Prevention and Control of influenza A
Immunization against influenza supply fair defences, or may reduce symptoms if the disease is pressed. Every year, scientists formulate a vaccine against the most recently spreading strain of the virus. The vaccine is composed of inactivated organisms from several virus strains which scientists try to consider the most recent mutation. These vaccines are commonly prepared using eggs grown viruses. Lately, a new mist vaccine, Flu Mist, was developed for patients between the age of 5 and 65. The vaccine is sprayed into the nose and it works same as injection. The difference is that this vaccine includes live virus, so it cannot be given to persons with immunocompromised patient or pregnant women. Also there are many vaccines that progress and has effective in recovering from influenza infection such as genetically engineered live influenza virus vaccines , Live influenza virus vaccine candidates expressing varied NS1 genes and use of replication-defective influenza viruses as vaccine candidates DNA vaccination
There are prevention and control guideline that you can protect your self from getting influenza infection. Hand hygiene by washing hands because it is the best way to prevent many common infections. Also avoid crowds during flu season because it spreads easily. Balanced diet, enough amount of sleep and regular exercise needed for a healthy immune system.

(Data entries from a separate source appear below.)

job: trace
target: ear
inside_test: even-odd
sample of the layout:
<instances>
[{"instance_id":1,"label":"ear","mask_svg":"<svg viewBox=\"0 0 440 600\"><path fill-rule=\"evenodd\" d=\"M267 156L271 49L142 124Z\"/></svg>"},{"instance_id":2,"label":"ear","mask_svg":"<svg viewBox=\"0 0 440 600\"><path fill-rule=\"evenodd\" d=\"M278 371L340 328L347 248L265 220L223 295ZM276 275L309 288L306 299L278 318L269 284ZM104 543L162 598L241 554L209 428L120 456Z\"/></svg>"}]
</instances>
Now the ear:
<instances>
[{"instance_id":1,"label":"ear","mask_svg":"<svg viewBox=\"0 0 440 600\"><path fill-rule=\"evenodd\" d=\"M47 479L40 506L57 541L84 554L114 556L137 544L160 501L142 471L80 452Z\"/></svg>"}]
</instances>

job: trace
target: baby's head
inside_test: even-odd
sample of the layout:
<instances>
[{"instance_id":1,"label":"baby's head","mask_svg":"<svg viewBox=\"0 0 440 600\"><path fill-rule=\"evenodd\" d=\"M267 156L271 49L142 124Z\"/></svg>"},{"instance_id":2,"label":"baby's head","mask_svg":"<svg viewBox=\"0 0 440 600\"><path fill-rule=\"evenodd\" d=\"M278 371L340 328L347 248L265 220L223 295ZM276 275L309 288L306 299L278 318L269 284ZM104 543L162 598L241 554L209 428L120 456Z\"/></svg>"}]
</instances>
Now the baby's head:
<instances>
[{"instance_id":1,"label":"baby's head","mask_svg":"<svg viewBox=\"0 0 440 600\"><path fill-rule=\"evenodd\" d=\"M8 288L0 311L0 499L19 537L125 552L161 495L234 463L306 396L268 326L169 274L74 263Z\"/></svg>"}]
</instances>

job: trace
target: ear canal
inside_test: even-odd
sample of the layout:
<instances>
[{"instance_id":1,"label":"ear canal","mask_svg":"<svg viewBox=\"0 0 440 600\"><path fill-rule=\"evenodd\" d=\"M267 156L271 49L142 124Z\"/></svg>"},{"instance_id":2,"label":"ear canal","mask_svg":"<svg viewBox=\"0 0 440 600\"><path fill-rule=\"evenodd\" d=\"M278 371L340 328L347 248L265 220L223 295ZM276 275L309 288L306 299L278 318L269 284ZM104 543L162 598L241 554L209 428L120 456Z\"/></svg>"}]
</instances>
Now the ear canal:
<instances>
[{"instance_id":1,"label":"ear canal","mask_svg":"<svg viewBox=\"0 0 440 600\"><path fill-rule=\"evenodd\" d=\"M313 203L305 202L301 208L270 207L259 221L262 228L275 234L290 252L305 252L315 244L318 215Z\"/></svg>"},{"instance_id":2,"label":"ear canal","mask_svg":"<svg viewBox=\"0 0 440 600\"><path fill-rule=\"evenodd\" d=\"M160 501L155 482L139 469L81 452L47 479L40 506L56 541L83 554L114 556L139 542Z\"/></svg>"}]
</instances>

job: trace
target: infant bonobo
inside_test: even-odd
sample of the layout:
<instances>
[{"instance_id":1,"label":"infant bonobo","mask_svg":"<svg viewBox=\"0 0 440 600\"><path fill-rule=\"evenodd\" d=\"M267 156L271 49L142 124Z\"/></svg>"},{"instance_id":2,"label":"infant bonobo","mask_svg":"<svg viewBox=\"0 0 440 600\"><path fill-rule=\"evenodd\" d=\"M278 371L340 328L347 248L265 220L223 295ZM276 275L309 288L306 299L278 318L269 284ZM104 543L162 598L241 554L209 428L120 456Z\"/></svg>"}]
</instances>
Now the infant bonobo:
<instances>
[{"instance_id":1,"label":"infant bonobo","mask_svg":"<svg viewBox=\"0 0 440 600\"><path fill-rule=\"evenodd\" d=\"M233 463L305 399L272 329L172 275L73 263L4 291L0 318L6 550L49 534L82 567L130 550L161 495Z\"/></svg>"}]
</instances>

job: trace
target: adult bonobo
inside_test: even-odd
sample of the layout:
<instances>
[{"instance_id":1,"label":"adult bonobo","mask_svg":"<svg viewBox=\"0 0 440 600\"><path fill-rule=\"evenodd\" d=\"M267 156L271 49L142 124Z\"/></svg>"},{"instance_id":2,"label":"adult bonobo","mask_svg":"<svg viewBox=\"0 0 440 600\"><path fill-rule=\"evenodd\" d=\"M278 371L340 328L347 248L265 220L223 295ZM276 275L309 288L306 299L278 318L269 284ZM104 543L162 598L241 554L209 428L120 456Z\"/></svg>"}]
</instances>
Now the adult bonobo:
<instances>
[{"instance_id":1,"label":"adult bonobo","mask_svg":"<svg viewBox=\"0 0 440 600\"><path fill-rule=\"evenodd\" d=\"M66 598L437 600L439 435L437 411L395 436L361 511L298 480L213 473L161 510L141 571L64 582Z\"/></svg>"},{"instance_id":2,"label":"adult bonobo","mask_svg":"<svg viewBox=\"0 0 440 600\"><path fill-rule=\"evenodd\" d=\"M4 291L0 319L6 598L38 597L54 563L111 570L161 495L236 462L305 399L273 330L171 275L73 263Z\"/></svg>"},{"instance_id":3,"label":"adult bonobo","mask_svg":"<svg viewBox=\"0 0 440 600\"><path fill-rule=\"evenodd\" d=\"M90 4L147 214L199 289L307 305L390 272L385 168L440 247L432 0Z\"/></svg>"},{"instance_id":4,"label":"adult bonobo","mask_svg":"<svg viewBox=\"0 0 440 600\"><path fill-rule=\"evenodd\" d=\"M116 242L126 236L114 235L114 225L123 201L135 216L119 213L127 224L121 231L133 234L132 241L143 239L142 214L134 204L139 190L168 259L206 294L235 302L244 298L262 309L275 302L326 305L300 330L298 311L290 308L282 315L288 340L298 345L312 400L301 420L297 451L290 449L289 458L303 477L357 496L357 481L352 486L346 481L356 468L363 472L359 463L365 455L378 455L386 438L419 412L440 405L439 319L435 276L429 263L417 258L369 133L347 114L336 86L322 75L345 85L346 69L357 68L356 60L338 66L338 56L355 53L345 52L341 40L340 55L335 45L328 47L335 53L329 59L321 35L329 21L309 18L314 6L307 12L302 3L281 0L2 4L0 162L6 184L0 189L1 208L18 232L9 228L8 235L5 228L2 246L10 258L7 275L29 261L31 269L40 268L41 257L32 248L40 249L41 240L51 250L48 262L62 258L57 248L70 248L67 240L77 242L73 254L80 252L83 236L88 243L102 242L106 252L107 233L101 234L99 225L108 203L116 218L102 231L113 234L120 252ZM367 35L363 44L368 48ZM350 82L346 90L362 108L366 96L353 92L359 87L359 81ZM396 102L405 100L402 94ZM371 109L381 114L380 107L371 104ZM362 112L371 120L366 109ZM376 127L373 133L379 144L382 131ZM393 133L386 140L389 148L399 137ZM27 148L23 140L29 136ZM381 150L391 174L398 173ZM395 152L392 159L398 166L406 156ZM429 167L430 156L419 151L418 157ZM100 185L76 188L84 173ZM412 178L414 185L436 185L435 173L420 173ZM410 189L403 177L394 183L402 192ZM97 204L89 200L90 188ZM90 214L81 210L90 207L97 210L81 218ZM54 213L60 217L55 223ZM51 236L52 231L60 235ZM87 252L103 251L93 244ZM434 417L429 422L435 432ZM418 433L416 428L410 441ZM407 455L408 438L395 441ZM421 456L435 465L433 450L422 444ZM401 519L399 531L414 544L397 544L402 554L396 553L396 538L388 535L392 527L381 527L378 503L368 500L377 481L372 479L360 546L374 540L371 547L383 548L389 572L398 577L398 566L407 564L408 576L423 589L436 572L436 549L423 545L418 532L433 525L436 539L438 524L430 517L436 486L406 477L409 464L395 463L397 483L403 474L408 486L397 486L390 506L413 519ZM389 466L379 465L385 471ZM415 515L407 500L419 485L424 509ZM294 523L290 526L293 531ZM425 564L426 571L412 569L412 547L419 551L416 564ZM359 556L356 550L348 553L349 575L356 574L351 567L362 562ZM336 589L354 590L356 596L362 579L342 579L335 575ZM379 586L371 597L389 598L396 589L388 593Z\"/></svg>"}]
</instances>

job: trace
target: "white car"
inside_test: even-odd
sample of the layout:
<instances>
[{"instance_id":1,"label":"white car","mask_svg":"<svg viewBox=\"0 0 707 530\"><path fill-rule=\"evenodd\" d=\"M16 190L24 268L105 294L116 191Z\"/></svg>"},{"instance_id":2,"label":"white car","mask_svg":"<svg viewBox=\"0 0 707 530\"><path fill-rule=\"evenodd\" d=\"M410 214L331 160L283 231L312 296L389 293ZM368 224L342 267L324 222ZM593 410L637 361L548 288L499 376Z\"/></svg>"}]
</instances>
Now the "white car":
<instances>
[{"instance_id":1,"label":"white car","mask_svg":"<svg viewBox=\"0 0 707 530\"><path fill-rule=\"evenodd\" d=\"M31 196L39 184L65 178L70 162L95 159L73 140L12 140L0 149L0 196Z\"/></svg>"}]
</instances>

Conclusion and future outlook
Influenza remains a serious disease despite the availability of antiviral and inactivated trivalent vaccines, which are effective for most recipients. There have been many achievements in the development of influenza vaccines and antiviral medications to prevent and treat influenza, and there are systems in place to give early warning for the happening of pandemic viruses. In addition live-virus vaccines are being designed and tested in animals and are intended to be studied in humans. Major advances, based on novel adjuvant and recombinant DNA techniques, promise to change the landscape of vaccinology against influenza and many other infectious diseases.